[stein][neutron] gratuitous arp
Ignazio Cassano
ignaziocassano at gmail.com
Wed Apr 29 14:37:55 UTC 2020
PS
I have testing environment on queens,rocky and stein and I can make test
as you need.
Ignazio
Il giorno mer 29 apr 2020 alle ore 16:19 Ignazio Cassano <
ignaziocassano at gmail.com> ha scritto:
> Hello Sean,
> the following is the configuration on my compute nodes:
> [root at podiscsivc-kvm01 network-scripts]# rpm -qa|grep libvirt
> libvirt-daemon-driver-storage-iscsi-4.5.0-33.el7.x86_64
> libvirt-daemon-kvm-4.5.0-33.el7.x86_64
> libvirt-libs-4.5.0-33.el7.x86_64
> libvirt-daemon-driver-network-4.5.0-33.el7.x86_64
> libvirt-daemon-driver-nodedev-4.5.0-33.el7.x86_64
> libvirt-daemon-driver-storage-gluster-4.5.0-33.el7.x86_64
> libvirt-client-4.5.0-33.el7.x86_64
> libvirt-daemon-driver-storage-core-4.5.0-33.el7.x86_64
> libvirt-daemon-driver-storage-logical-4.5.0-33.el7.x86_64
> libvirt-daemon-driver-secret-4.5.0-33.el7.x86_64
> libvirt-daemon-4.5.0-33.el7.x86_64
> libvirt-daemon-driver-nwfilter-4.5.0-33.el7.x86_64
> libvirt-daemon-driver-storage-scsi-4.5.0-33.el7.x86_64
> libvirt-daemon-driver-storage-rbd-4.5.0-33.el7.x86_64
> libvirt-daemon-config-nwfilter-4.5.0-33.el7.x86_64
> libvirt-daemon-driver-storage-disk-4.5.0-33.el7.x86_64
> libvirt-bash-completion-4.5.0-33.el7.x86_64
> libvirt-daemon-driver-qemu-4.5.0-33.el7.x86_64
> libvirt-daemon-driver-storage-4.5.0-33.el7.x86_64
> libvirt-python-4.5.0-1.el7.x86_64
> libvirt-daemon-driver-interface-4.5.0-33.el7.x86_64
> libvirt-daemon-driver-storage-mpath-4.5.0-33.el7.x86_64
> [root at podiscsivc-kvm01 network-scripts]# rpm -qa|grep qemu
> qemu-kvm-common-ev-2.12.0-44.1.el7_8.1.x86_64
> qemu-kvm-ev-2.12.0-44.1.el7_8.1.x86_64
> libvirt-daemon-driver-qemu-4.5.0-33.el7.x86_64
> centos-release-qemu-ev-1.0-4.el7.centos.noarch
> ipxe-roms-qemu-20180825-2.git133f4c.el7.noarch
> qemu-img-ev-2.12.0-44.1.el7_8.1.x86_64
>
>
> As far as firewall driver /etc/neutron/plugins/ml2/openvswitch_agent.ini:
>
> firewall_driver = iptables_hybrid
>
> I have same libvirt/qemu version on queens, on rocky and on stein testing
> environment and the
> same firewall driver.
> Live migration on provider network on queens works fine.

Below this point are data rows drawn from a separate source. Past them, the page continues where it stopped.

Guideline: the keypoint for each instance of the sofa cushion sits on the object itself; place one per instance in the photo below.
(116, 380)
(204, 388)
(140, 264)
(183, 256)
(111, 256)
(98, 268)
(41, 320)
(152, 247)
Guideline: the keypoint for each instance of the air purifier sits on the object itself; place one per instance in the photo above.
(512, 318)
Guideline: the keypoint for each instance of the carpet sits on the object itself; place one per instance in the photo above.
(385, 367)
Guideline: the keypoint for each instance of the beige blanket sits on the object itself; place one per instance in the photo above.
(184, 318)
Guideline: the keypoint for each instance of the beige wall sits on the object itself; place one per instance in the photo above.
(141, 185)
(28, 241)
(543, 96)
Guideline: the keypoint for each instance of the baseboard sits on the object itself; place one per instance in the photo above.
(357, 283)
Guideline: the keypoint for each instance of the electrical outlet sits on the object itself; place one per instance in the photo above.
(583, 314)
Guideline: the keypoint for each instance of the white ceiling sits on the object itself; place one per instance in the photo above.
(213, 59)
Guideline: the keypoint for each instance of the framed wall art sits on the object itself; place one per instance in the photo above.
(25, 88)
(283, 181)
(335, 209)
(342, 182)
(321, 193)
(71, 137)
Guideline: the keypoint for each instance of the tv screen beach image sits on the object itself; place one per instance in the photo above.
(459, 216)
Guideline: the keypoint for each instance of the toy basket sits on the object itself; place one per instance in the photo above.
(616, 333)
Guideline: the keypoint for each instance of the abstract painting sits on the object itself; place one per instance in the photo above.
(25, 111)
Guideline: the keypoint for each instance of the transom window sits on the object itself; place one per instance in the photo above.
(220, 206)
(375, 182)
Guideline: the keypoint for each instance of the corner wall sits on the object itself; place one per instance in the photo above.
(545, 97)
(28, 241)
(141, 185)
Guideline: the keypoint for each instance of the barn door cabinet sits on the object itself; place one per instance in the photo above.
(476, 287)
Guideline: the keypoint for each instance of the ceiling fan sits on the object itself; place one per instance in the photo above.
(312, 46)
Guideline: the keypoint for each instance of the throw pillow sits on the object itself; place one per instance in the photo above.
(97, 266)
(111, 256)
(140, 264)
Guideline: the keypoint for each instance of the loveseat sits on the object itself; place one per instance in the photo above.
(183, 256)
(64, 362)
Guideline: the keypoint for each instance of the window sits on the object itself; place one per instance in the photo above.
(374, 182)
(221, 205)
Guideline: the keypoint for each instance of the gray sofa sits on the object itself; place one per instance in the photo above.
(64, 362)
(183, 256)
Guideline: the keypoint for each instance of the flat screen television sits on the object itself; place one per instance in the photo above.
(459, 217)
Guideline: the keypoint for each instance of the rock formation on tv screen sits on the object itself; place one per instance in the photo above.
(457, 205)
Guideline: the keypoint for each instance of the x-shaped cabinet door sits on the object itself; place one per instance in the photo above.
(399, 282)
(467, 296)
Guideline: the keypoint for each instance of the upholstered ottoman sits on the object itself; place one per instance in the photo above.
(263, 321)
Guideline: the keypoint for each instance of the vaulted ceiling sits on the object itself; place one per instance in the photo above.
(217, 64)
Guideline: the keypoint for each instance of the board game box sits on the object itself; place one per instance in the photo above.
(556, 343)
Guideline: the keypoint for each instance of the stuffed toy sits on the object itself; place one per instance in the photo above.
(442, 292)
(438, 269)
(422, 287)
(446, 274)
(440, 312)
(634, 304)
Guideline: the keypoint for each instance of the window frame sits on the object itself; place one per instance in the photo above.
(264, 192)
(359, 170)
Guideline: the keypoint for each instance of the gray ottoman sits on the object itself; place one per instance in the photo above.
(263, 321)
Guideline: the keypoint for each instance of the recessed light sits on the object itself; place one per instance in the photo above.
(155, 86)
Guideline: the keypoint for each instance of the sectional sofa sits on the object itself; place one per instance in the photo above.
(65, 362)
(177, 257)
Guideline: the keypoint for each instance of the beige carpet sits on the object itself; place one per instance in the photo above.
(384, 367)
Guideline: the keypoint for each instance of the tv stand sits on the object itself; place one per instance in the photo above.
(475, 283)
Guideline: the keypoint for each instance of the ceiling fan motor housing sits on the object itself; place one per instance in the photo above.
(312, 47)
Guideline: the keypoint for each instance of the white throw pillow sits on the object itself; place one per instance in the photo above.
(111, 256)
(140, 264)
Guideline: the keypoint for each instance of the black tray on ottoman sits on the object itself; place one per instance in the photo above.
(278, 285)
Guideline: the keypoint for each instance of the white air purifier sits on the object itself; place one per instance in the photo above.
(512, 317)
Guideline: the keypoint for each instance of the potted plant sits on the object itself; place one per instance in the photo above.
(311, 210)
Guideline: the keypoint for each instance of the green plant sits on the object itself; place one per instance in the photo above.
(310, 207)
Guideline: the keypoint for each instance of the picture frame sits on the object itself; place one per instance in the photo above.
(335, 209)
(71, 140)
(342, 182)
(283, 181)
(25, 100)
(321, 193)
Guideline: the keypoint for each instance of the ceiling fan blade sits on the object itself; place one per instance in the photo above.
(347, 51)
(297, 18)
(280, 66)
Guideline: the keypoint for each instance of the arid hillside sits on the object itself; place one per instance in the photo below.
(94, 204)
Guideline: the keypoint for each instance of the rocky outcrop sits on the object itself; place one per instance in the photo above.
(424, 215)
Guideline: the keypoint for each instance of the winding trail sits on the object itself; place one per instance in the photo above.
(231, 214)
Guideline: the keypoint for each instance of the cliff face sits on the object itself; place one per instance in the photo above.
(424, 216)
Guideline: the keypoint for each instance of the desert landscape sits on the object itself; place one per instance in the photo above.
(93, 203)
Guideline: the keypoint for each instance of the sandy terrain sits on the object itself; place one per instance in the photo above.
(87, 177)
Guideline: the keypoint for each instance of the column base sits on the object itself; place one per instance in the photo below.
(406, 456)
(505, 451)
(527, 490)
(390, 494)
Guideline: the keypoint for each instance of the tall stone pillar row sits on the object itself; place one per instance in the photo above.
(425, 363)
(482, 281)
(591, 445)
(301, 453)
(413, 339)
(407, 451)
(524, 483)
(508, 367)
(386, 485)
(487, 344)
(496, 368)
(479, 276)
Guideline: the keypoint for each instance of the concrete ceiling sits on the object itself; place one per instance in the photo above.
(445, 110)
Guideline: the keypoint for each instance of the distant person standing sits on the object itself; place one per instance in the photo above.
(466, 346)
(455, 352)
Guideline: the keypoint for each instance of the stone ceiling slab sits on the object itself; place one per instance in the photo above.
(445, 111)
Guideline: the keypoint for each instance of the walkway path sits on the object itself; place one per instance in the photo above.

> It does not work fine on rocky and stein (vm lost connection after it is
> migrated and start to respond only when the vm send a network packet , for
> example when chrony pools the time server).
>
> Ignazio
>
>
>
> Il giorno mer 29 apr 2020 alle ore 14:36 Sean Mooney <smooney at redhat.com>
> ha scritto:
>
>> On Wed, 2020-04-29 at 10:39 +0200, Ignazio Cassano wrote:
>> > Hello, some updated about this issue.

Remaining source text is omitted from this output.